Friedrich Engels stands accused of exaggerating, or perhaps taking “creative liberties”, with just how segregated Manchester was in the mid-19th century, a study has found.
The great socialist thinker, who co-authored with Karl Marx the Communist manifesto, was a Manchester resident, appalled and galvanised by the squalor and inequality he saw in the city.
His observations were published in his book The Condition of the Working Class in England, a blistering, furious polemic of life in Manchester seen as the defining text of the British industrial experience.
In it he described shocking segregation. He wrote about swathes of “unmixed working-people’s quarters” stretching “like a girdle”. Beyond them were the middle bourgeoisie in their townhouses and beyond that “in remoter villas with gardens in Chorlton and Ardwick” were the upper bourgeoise, also living it up on the “breezy heights of Cheetham Hill, Broughton, and Pendleton, in free, wholesome country air”.
Many historians have taken Engels’ observations at face value and assumed this was how Manchester was, with the middle classes sheltering in their smarter houses from the poor.
But the Cambridge University historian Emily Chung, by mapping digitised census data, has uncovered a much more complicated picture.
“I wouldn’t go as far to as to say Engels was wrong,” she said. “I think what my research shows is that Engels exaggerated and took creative liberties.”
Chung’s research shows that many middle-class Mancunians did in fact live in the same buildings and streets as those in the working class.
It finds that more than 60% of buildings housing the wealthiest classes also housed unskilled labourers. In Manchester’s “slums”, more than 10% of the population was from the better-off, employed classes.
“Manchester’s wealthier classes did not confine themselves to townhouses in the city centre and suburban villas, as we’ve been led to believe,” Chung said.
She uncovered evidence of doctors, engineers, architects, surveyors, teachers, managers and shop owners living alongside weavers and spinners.
“I found that not only did very diverse populations live in the same neighbourhoods, but they actually even lived in the same buildings. Different families were inhabiting the same buildings at the same addresses, even if they were very different classes.”
It is important to know this, she said. “Segregation in cities remains a major concern in many parts of the world, including Britain, so understanding what people experienced in Manchester, one of the world’s first industrialised cities, is really important.”
Engels was only 22 when he moved to the city in 1842, sent by his father to help run a family-owned cotton mill in Salford.
His father hoped it would prepare his son for life as a businessman and knock out some of the more radical ideas he had picked up. It had the opposite effect.
In Manchester, he struck up a relationship with a poor, uneducated mill worker, Mary Burns, who guided him around slums where he found what he described as “cattle-sheds for human beings” and sharp separation between different classes.
Engels’ observations of the city have had a profound effect. “Without Manchester there would have been no Soviet Union,” said the historian Jonathan Schofield.
Chung’s research, published on Tuesday in The Historical Journal, uses data from the digitised 1851 census to map where people from different social classes were actually living in the city.

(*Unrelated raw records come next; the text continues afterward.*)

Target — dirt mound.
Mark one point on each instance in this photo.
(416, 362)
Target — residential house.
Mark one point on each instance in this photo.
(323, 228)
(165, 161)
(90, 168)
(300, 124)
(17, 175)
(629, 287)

“The most exciting moment was discovering that one in 10 people living in Ancoats, the notorious working-class slum, were middle-class,” she said.
Chung has discovered a lot about where people lived but also what their daily routines were, and when – because of work patterns and policing – there clearly was segregation.
“While Victorian London and Liverpool bustled with daytime activity, Manchester’s public spaces were almost deserted,” she said. “Its streets were rarely occupied by weavers and doctors at the same time.”
Chung’s research argues that it was work, shopping, church and the pub that kept apart different classes far more than ‘residential segregation’.
Her research process had been “gradual and gruelling”, she said. “I think it proves that local history still matters and uncovering local stories actually allows you to really dig in deep and find things that you wouldn’t if you’re only looking at big national pictures.”